Mead, Albert D.
Albert Davis Mead (1869-1946), professor of biology and vice-president of Brown University, was born in Swanton, Vermont on April 15, 1869. His father was a teacher of Greek and Latin. Mead graduated from Middlebury College in 1890. He had little scientific background, but the summer after his graduation he went to Woods Hole to work at the new Marine Biological Laboratory. There he met Brown professor Hermon Carey Bumpus and came back to Brown with him to receive an A.M. degree in 1891. He went on to study at Clark University under C. O. Whitman, whom he followed to the University of Chicago in 1893. After earning his Ph.D. degree at Chicago in 1895, Mead returned to Brown as instructor in comparative anatomy. The next year he was appointed associate professor of embryology and neurology. In 1900 he was named professor of comparative anatomy and was named chairman of that department in 1901 on the resignation of Professor Hermon Carey Bumpus. In 1905, after the death of Professor Alpheus S. Packard, he became chairman of the reorganized Department of Biology and in 1908 his title was changed to professor of biology. Mead’s research was devoted to the study of the development of worms, clams, and lobsters. He did early experimental work in cytology on the behavior of the centrosomes in the annelid egg and developed a method of raising young lobsters through their early precarious life.

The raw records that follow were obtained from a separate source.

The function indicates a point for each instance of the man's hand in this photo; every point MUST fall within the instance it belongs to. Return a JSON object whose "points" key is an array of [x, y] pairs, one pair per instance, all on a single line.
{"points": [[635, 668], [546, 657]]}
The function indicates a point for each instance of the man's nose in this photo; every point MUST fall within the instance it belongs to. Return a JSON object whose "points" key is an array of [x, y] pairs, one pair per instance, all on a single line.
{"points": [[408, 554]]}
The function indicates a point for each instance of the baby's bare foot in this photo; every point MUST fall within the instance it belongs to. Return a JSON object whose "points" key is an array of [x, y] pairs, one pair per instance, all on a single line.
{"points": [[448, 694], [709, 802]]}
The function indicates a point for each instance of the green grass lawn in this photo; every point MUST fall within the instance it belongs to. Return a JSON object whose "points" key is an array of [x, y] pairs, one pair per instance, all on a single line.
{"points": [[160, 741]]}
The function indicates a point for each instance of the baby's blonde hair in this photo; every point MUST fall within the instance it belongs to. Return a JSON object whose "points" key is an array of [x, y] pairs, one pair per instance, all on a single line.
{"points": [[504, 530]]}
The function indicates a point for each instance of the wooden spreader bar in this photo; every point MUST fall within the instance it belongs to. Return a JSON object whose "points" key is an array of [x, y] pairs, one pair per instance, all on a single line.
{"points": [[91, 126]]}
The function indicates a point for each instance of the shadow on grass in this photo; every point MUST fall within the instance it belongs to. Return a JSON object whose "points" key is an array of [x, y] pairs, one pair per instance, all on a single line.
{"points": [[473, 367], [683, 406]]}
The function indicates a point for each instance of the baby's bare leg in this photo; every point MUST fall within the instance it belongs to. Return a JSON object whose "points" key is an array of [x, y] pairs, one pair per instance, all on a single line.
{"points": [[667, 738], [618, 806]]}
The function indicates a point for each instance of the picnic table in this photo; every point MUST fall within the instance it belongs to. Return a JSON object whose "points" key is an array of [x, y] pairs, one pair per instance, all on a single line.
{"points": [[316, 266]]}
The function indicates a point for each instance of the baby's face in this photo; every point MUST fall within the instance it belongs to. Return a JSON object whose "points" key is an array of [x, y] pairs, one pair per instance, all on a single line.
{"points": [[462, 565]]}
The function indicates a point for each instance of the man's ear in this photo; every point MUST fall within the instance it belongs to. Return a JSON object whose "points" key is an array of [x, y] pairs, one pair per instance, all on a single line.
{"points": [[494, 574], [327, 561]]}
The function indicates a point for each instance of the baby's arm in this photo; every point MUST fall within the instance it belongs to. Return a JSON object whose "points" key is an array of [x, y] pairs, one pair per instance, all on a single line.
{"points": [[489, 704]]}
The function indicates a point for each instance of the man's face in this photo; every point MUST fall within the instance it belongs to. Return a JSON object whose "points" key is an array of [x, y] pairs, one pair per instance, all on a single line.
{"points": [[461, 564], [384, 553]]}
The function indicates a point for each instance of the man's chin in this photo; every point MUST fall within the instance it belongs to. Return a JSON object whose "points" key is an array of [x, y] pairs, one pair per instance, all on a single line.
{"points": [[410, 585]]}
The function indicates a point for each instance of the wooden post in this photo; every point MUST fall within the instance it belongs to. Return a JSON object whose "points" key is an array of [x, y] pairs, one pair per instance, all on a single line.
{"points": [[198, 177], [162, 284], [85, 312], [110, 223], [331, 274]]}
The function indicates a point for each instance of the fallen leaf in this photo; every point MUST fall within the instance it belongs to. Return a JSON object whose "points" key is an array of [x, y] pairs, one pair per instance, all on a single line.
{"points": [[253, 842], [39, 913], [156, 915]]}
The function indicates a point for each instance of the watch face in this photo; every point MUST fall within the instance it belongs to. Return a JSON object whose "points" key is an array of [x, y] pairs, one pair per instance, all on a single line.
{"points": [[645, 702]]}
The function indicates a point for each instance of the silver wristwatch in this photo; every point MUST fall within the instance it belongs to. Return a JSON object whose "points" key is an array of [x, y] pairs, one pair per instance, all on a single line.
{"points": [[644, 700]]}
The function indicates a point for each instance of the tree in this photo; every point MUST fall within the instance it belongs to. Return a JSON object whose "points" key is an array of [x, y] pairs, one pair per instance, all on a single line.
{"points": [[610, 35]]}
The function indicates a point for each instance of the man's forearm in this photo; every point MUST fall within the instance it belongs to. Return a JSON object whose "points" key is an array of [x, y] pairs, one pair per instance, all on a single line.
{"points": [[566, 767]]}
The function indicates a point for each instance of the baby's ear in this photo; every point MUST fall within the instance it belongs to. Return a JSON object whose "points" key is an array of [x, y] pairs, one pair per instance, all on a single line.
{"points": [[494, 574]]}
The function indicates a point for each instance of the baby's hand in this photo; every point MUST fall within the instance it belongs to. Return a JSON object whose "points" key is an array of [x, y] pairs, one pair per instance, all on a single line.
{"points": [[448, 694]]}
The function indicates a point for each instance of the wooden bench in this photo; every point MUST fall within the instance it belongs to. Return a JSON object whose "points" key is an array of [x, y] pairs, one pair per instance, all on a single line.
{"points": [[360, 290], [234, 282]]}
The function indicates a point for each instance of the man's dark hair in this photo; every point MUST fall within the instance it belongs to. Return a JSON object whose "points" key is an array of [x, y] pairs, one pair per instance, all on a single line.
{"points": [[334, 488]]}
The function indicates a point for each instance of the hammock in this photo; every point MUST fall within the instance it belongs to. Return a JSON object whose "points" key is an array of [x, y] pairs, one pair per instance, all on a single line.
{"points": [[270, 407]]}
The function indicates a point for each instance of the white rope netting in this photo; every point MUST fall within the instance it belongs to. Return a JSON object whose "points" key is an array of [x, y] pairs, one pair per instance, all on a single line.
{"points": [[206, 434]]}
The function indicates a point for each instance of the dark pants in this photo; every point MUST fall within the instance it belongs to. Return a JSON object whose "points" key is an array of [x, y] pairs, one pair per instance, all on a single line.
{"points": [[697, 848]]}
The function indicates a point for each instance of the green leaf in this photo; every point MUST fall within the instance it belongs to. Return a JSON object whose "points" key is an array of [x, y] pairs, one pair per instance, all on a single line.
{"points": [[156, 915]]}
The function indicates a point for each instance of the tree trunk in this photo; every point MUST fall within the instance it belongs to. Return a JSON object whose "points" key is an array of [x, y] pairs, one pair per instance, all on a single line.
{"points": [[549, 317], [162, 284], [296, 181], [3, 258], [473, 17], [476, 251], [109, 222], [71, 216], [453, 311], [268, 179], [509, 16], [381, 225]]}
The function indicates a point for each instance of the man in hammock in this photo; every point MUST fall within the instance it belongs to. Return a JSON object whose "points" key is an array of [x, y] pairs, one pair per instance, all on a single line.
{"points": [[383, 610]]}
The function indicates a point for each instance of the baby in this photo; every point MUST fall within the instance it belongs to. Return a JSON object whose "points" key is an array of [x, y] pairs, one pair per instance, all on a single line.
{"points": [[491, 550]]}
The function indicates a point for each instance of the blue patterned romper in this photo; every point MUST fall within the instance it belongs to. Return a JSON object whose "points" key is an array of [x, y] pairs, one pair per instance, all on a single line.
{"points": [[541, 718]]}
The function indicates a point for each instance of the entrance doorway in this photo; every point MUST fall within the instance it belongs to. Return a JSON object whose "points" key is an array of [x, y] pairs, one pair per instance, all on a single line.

He married Ada Wing, who taught biology to women students from 1896 to 1901. In 1925 Mead was appointed vice-president of the University to assist President Faunce and continued in that position during the presidency of Clarence Barbour. He retired in 1936 and died in Pasadena, California, on December 8, 1946. Robert Cushman Murphy ’11 wrote of Mead, with whom he studied:
“Mead was a many-sided man; research, applied science, organization, and administration were all within his competence, but I think of him first as a teacher. Mead would pound and punch wet clay on a sculptor’s rack so that the unfolding of a vertebrate from egg to birth took place in macrocosm before our eyes. In neurology, we constructed, with occasional jabs from his own skillful thumb, a plasticine human brain seven feet long and fitted on an armature so that it could be taken apart on several planes. Into this we laid colored yarns as nerve tracts running through the stem and corpus striatum, and thinning out as neurons to the sense organs and the pallium. It takes a long while to forget what one learns by such graphic methods and one’s own painstaking manipulation. ... He preferred frequent oral, rather than written tests. They were merciless too, for they not only exhausted every aspect of a subject that we could possibly know, but continued far beyond.”